Mildred Chikukwa, a 37-year-old single mother of four who was let go from RBZ in 2011, told IPS: “Owing to my desperate situation, I may as well opt for commercial sex work to feed my children.”

But RBZ governor Gideon Gono has been on record claiming that the bank has no money to pay retrenched workers due to liquidity challenges. One of the reasons is because the central bank stopped printing money in 2009, opting to adopt a multi-currency regime to beat hyperinflation under the Zimbabwean dollar.

The RBZ is not the only case as several other public and private firms like Rio Zim, a local mining company; Air Zimbabwe and the Cotton Company of Zimbabwe also dismissed hundreds of workers between 2011 and 2012.

While there are no recent figures, a 2009 report by the United Nations Office for the Coordination of Humanitarian Affairs stated that the country’s unemployment rate was 94 percent. A great majority now work in the informal sector. And renowned economist Eric Bloch went on record saying that at the peak of Zimbabwe’s economic crisis from 2000 to 2010, an estimated 15,000 to 20,000 workers were retrenched.

Statistics by the Employers’ Confederation of Zimbabwe (Emcoz) show that even after the country’s economic crisis, retrenchments continue.

In 2011, 4,432 workers were retrenched from both the private and public sectors, compared to some 6,972 who were laid off in 2010. In 2012, the Ministry of Labour and Social Services alone approved the retrenchment of 1,681 workers nationwide, bringing to over 6,100 the number of workers the government approved for retrenchment in less than two years.

“Several industries have turned into shops, and the country (has turned) from a manufacturing to a supermarket economy,” Emcoz’s director, John Mufukari, told IPS. He said that retrenchments increased when the country adopted a multi-currency regime, and wages began surpassing production levels.

One top labour ministry official who preferred not to be named told IPS: “Reduced product demand, outdated machinery, lack of raw materials, lack of working capital and low production capacity are the factors leading to retrenchment and the subsequent shut down of industries.”

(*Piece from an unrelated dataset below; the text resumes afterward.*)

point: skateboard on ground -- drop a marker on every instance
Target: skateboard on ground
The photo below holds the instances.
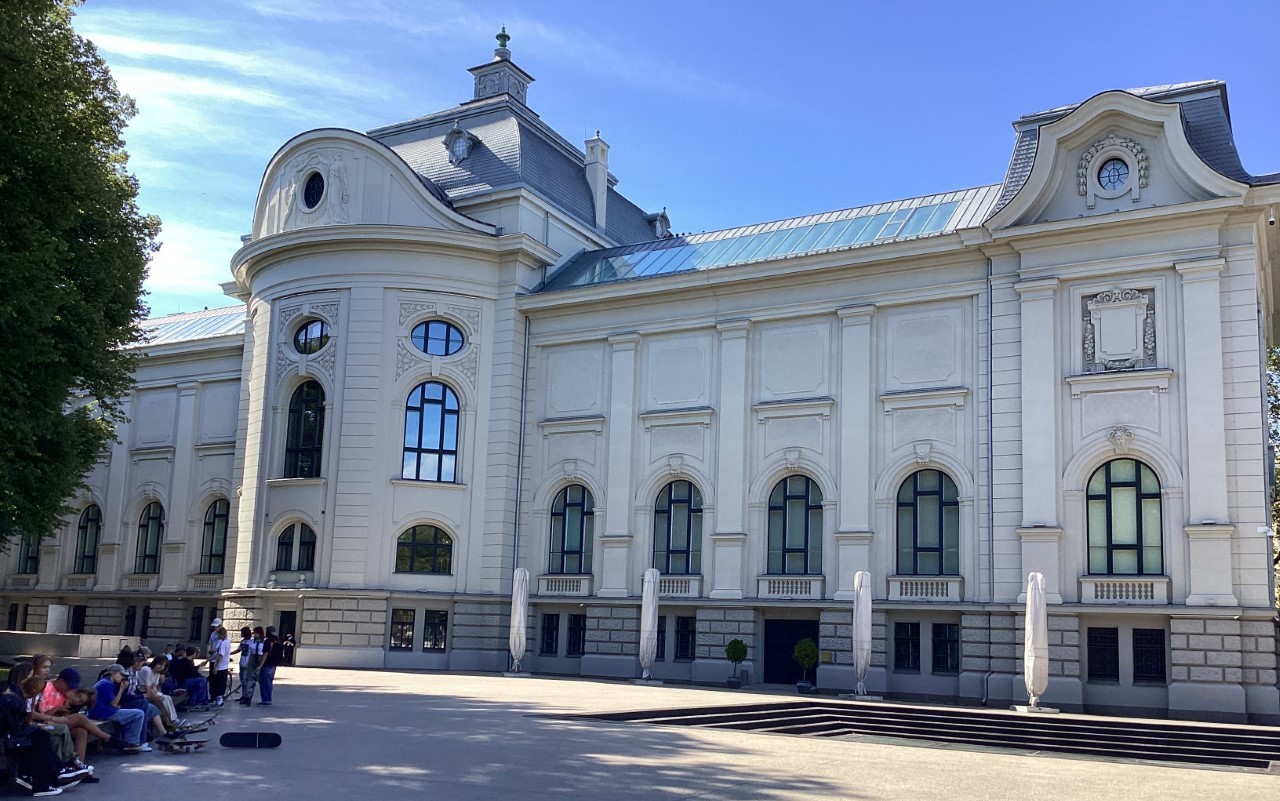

However, according to economists, Zimbabwe’s retrenchment figures dropped in the first nine months of 2012 to 3,060 from 4,432 in 2011.

Economist Godfrey Dupwa told IPS that this is because there are only a few employees left to retrench.

Percy Mcijo, regional officer of the Zimbabwe Congress of Trade Unions, told IPS that several companies initially failed to pay salaries to their workers prior to retrenching them.

“Due to the hardships they experience living in towns, numerous laid-off workers end up returning to their rural homes, subsequently dying without getting their retrenchment packages,” Mcijo said.

Many retrenched workers, like 44-year-old Donson Mbizi from Harare’s low-income suburb Highfields, have not been able to find steady employment after losing their jobs.

“I lost my job in 2009 at Patchway gold mine in Kadoma District (in Mashonaland West), where I worked for 16 years. Up to now, I haven’t received my compensation and I’m now a vegetable vendor,” Mbizi told IPS.

He said that although he took his grievance to the labour courts, nothing came of it.

But prominent economist John Robertson from Robertson Economic Information Services in Harare questioned the concept of compensation.

“The idea that people are deserving of compensation if their employers can no longer retain them has never been properly justified. The employees’ compensation for their labour was given to them as their wage every month while they were working. Why should compensation continue when their work is no longer needed?” Robertson told IPS.

But chairperson for the Council of Social Workers in Zimbabwe Philip Bohwasi said that the lack of compensation for laid-off workers had a bearing on their dependents.

“The suffering of the retrenched workers is transferred to their families, children and spouses. Tension and stress grows, leading to unwarranted domestic disputes and eventual violence and abuse of children,” Bohwasi told IPS.